Lyons grinned. "No, but the Toonervilles wore face hair."
"So, change is sometimes a healthy thing ... even in a town like San Diego."
"That's right," Lyons agreed. He stepped outside and took a deep breath. "You've got a sweet town here, Cap'n."
"Thanks."
They walked to the Captain's personal vehicle. Lyons slid in beside Tatum and told him, "Maybe you shouldn't feel so bad about a Bolan visit. The guy has a way of clearing the air, making things even sweeter."
"I'll pretend you didn't say that," Tatum replied gruffly.
Lyons chuckled. "I told you I owed the guy my life. I didn't tell you I owe him twice. You heard about the deal on Charlie Rickert, I guess."
"Rotten apple," the Captain rasped.
"Sure, but we may have never known if it hadn't been for Bolan. He tipped us about the guy. I couldn't believe it at first. You know what they called Rickert ... the twenty-four-hour cop. He was a twelve-hour-cop and a twenty-four-hour Mafioso. This next bit never got in the book, so don't blow it. Rickert was all set to blast me into the next world. Bolan didn't have to make the save ... it could have turned sour on him real easy. But he did."

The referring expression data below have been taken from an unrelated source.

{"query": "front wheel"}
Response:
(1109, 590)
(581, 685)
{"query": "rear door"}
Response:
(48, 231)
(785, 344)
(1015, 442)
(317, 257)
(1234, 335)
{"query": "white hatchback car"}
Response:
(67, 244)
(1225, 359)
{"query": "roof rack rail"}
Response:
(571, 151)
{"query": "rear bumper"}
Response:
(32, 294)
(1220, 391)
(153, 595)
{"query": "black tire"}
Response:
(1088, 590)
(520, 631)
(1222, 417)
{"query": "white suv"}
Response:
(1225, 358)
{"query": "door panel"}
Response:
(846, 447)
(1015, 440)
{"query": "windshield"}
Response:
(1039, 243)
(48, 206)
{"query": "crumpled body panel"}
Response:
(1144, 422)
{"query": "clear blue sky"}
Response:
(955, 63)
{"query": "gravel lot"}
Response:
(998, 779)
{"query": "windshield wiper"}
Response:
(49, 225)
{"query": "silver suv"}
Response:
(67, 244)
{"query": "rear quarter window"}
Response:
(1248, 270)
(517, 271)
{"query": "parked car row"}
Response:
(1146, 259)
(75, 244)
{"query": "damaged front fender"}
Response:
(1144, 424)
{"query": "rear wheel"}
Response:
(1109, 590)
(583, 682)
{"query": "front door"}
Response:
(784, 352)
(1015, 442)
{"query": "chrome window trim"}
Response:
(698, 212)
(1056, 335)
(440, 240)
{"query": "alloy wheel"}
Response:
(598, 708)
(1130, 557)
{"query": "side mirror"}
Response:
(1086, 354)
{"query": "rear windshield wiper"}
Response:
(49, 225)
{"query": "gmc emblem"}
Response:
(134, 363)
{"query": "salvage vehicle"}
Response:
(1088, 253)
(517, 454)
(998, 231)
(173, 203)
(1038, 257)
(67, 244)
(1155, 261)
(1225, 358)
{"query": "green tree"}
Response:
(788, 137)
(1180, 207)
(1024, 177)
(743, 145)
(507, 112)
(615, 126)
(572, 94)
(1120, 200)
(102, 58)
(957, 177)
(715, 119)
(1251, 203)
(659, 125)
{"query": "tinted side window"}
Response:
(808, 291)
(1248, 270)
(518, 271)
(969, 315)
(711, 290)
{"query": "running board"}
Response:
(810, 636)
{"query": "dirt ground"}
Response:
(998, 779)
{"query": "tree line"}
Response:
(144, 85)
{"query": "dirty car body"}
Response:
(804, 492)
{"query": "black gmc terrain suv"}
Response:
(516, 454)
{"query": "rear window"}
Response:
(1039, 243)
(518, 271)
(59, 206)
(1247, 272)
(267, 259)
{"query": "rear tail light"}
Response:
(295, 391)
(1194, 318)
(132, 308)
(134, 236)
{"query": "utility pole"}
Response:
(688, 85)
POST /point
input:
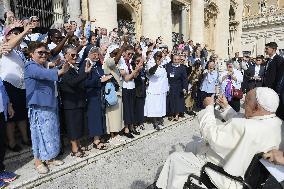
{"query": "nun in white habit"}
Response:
(231, 145)
(156, 93)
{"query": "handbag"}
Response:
(237, 93)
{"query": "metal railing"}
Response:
(41, 8)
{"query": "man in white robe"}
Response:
(231, 145)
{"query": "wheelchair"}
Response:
(255, 177)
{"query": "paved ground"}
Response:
(132, 165)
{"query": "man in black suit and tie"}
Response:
(274, 72)
(253, 76)
(274, 67)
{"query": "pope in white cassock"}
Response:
(231, 145)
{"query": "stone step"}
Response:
(29, 178)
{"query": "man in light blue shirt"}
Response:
(209, 83)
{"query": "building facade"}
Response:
(217, 23)
(262, 23)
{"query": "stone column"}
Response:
(184, 23)
(197, 21)
(238, 35)
(74, 10)
(59, 9)
(6, 5)
(166, 22)
(85, 9)
(105, 13)
(222, 33)
(151, 18)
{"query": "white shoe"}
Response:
(115, 142)
(55, 162)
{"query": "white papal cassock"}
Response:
(231, 145)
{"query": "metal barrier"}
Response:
(44, 9)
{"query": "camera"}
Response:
(216, 106)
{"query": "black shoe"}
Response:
(16, 148)
(134, 131)
(128, 135)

"And here you are," Tatum remarked quietly.
"Then there was Las Vegas. I was up there on special assignment with a federal strike force. Undercover job. I dummied it, and the boys tumbled to me. Beat the living shit out of me. They were hauling me to the desert to bury me alive when Bolan turned up. The guy challenged a motor convoy. Single handed. Blasted them to kingdom-come, right in the shadow of their fortress, then slipped me out of there with half of the Nevada mob on his ass. And I couldn't even walk."
Tatum sighed heavily and said, "Hey, cut it out. I've heard all the songs about the guy. I still have a job to do."
"Sure, that's the way I feel," Lyons said. "Bolan knows it, too. Any other way and I don't think he'd respect me. He's that kind of guy. Hard-nosed as hell when it comes to duty and ethics. Ill tell you one thing, Cap'n. I'm sure glad he doesn't shoot at cops."